Proceedings of SPIE | 2017
Miguel A. Lago; Craig K. Abbey; Miguel P. Eckstein
We evaluate 3D search requires model observers that take into account the peripheral human visual processing (foveated models) to predict human observer performance. We show that two different 3D tasks, free search and location-known detection, influence the relative human visual detectability of two signals of different sizes in synthetic backgrounds mimicking the noise found in 3D digital breast tomosynthesis.
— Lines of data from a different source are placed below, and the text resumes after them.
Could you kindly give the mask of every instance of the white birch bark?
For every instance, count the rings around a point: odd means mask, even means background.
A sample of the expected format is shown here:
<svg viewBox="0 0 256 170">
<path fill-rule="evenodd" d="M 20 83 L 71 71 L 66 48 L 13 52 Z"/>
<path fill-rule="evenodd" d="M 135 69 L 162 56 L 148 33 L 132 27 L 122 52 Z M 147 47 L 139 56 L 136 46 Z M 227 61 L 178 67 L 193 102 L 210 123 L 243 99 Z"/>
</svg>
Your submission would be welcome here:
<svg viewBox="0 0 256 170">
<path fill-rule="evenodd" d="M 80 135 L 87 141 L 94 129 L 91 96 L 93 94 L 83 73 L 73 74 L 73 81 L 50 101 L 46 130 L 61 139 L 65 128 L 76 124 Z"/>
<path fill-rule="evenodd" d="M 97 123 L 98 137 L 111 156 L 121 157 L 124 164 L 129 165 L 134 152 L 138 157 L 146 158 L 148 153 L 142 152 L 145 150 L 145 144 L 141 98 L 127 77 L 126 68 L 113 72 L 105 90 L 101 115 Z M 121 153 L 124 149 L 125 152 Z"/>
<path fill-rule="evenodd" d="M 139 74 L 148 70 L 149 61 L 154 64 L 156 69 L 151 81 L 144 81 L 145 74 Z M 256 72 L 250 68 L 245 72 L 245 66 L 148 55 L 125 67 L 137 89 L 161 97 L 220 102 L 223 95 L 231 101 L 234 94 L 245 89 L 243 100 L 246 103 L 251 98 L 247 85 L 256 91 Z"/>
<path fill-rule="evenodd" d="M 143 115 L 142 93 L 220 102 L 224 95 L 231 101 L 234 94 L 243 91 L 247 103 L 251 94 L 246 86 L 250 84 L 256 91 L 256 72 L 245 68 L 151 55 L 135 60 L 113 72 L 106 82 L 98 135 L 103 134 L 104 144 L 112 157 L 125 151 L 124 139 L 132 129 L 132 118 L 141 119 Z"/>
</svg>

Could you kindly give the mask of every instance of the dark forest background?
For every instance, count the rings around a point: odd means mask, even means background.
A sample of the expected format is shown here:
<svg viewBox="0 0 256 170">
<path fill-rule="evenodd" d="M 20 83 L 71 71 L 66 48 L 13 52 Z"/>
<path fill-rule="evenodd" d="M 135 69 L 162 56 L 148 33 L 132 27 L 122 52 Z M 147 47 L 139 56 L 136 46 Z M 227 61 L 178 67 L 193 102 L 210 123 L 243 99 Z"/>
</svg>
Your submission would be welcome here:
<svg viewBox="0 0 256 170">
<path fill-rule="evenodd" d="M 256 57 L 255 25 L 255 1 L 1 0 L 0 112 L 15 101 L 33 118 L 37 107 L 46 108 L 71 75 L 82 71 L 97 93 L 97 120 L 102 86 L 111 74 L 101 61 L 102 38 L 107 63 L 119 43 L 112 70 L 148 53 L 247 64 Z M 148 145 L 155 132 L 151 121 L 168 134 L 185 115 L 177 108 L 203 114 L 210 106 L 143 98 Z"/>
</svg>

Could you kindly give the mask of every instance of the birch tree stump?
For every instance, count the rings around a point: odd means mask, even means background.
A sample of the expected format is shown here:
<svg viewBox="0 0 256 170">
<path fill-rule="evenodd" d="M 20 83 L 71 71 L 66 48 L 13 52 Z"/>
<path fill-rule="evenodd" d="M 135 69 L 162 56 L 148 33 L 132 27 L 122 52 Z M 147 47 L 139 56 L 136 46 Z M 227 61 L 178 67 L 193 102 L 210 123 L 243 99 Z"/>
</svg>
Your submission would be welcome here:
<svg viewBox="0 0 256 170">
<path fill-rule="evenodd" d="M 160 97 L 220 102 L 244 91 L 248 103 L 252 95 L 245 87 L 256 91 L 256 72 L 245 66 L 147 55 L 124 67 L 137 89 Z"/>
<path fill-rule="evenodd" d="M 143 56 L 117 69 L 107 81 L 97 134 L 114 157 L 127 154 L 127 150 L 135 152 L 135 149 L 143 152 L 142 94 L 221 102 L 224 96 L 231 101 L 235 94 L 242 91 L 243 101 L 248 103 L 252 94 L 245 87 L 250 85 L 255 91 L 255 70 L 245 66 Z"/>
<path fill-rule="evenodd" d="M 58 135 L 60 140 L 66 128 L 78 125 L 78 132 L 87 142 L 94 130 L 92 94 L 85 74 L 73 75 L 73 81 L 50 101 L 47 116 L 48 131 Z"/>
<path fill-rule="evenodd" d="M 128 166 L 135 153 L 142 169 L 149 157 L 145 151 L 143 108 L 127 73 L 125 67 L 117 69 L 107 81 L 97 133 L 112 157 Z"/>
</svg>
One of the signals resembled a microcalcification (a small and bright sphere), while the other one was designed to look like a mass (a larger Gaussian blob). We evaluated current standard models observers (Hotelling; Channelized Hotelling; non-prewhitening matched filter with eye filter, NPWE; and non-prewhitening matched filter model, NPW) and showed that they incorrectly predict the relative detectability of the two signals in 3D search. We propose a new model observer (3D Foveated Channelized Hotelling Observer) that incorporates the properties of the visual system over a large visual field (fovea and periphery). We show that the foveated model observer can accurately predict the rank order of detectability of the signals in 3D images for each task. Together, these results motivate the use of a new generation of foveated model observers for predicting image quality for search tasks in 3D imaging modalities such as digital breast tomosynthesis or computed tomography.